Hello,
I am performing RNA-Seq Analysis on 6 samples: 3 from an infected group and 3 from control. I have performed alignment and quantification and removed ribosomal-RNA reads.
I use Edge-R to filter and the TMM-normalize my read counts. I typically remove all genes not expressed over 1 CPM in atleast 2 samples (smallest group - 1), as shown below. This filtering decreases my genes from 63k to 18k.

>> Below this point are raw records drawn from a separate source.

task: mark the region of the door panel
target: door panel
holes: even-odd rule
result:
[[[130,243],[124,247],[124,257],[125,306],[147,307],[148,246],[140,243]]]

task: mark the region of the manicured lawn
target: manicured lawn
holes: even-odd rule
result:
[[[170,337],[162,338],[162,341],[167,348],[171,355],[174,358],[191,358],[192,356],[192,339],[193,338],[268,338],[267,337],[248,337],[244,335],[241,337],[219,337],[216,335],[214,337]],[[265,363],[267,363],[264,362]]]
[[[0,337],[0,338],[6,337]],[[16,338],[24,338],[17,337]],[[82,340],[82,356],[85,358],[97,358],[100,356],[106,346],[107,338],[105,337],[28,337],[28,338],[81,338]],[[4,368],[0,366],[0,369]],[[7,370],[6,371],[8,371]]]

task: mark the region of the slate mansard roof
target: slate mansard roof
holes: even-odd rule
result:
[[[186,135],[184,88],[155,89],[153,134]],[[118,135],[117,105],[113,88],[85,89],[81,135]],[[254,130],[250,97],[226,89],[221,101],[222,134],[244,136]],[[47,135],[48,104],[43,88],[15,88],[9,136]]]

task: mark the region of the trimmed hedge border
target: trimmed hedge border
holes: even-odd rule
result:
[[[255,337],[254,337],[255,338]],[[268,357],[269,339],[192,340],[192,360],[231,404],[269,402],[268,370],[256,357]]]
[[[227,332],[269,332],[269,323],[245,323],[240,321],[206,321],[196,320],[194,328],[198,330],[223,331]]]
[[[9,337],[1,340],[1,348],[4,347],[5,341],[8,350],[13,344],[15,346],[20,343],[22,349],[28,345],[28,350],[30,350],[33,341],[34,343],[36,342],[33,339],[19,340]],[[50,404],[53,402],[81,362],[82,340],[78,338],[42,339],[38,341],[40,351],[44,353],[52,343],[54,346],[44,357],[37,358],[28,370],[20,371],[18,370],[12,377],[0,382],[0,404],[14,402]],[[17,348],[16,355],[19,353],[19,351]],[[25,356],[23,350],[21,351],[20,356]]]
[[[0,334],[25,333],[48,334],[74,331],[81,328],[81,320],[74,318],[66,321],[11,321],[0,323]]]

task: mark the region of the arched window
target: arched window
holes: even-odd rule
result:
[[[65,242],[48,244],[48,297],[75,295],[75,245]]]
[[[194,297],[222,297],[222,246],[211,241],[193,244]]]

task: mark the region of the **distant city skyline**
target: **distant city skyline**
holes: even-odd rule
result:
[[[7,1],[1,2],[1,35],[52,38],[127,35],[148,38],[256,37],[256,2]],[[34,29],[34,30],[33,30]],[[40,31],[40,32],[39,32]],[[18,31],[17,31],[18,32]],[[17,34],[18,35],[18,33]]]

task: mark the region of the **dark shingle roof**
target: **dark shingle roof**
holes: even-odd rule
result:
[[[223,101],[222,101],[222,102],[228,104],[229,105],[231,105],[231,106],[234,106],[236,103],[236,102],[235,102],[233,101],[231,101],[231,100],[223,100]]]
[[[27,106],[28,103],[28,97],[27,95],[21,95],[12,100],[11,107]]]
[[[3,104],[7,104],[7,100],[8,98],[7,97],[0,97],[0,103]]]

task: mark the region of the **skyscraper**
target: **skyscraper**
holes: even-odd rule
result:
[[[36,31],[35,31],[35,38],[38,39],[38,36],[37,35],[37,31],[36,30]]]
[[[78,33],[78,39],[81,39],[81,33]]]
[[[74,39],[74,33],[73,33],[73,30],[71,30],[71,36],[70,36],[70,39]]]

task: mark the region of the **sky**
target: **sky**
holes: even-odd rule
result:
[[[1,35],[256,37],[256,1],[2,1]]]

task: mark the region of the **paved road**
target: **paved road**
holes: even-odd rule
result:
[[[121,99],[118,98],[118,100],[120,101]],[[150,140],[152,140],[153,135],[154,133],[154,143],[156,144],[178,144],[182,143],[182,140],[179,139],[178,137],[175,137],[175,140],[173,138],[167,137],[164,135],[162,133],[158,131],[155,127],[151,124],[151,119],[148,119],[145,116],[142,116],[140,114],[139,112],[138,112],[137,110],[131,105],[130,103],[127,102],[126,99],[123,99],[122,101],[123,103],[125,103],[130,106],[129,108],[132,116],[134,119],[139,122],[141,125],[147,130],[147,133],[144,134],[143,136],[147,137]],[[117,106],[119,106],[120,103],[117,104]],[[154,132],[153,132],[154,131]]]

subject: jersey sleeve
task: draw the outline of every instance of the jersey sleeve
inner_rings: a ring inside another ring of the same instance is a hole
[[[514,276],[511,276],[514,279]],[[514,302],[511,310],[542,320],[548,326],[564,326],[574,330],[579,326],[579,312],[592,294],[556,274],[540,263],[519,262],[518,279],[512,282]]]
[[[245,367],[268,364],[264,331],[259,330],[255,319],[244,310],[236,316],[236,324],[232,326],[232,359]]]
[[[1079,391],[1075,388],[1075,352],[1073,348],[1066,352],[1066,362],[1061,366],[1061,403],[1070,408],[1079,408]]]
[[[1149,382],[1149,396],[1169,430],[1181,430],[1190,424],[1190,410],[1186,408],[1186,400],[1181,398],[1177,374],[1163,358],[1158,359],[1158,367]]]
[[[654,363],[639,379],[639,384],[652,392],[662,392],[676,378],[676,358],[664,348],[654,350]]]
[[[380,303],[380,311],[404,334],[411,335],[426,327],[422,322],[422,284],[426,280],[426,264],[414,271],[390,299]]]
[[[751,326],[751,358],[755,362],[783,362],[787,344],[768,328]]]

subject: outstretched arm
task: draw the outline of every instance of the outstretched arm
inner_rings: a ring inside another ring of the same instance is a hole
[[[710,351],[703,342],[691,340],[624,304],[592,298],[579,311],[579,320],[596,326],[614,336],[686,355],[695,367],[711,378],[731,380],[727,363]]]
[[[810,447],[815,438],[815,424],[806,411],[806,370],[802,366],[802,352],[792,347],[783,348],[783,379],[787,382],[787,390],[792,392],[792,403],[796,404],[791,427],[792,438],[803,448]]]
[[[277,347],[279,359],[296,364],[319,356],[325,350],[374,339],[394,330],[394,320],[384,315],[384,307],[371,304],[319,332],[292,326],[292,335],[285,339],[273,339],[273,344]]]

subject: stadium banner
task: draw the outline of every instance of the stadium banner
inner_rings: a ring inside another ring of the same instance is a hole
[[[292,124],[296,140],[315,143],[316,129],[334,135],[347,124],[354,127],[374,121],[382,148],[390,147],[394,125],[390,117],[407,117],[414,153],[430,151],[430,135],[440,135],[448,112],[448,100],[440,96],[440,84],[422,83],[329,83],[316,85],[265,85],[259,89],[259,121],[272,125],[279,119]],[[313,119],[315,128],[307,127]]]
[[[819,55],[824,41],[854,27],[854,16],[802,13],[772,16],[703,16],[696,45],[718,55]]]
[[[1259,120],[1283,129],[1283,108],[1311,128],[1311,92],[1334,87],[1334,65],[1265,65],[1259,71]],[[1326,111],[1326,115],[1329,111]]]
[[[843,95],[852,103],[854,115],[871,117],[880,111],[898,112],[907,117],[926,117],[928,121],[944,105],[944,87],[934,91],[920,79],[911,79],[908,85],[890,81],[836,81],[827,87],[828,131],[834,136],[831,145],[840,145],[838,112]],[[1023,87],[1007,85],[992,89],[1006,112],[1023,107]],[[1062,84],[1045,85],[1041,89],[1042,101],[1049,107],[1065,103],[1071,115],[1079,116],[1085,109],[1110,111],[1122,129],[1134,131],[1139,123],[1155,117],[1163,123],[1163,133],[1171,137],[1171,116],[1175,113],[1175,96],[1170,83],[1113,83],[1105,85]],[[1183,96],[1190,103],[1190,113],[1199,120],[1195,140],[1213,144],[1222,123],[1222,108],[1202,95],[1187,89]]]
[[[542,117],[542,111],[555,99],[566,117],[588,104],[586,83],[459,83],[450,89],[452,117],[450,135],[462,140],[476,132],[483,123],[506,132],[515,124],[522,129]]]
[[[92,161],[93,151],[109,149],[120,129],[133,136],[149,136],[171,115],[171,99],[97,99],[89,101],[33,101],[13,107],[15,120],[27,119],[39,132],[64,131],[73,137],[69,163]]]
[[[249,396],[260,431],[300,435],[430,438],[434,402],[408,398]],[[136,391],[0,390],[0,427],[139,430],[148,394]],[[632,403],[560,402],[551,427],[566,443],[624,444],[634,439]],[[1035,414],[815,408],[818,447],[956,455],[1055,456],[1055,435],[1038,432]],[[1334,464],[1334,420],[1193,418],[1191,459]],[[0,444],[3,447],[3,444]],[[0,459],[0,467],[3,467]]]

# Function to remove features not expressed over 1 CPM in at least 2 samples
keep <- rowSums(cpm(d)>1) >=2
d <- d[keep,]
d <- calcNormFactors(d, method = "TMM")
I then perform the following in order to isolate DEGs using Limma:
design <- model.matrix(~d$samples$group) #model by infected vs control groups
# Calculate Weighted Likelihoods, prepare to be linearly modeled
v <- voomWithQualityWeights(d, design, plot = TRUE)
# fit linear model
vfit <- lmFit(v, design)
# Empirical Bayes Transform
vfit <- eBayes(vfit)
plotSA(vfit)
# Variance no longer dependent on mean
# Check # of up + down regulated genes
dt <- decideTests(vfit)
summary(dt)
# TOP Differential expressed GENES
topTable(vfit, coef=2, sort.by = "P")
top <- topTable(vfit,coef=2,number=Inf,sort.by="P", adjust.method = "fdr")
sum(top$adj.P.Val<0.05)
conversions <- read.csv("./ENSG_symbol_conversions.csv")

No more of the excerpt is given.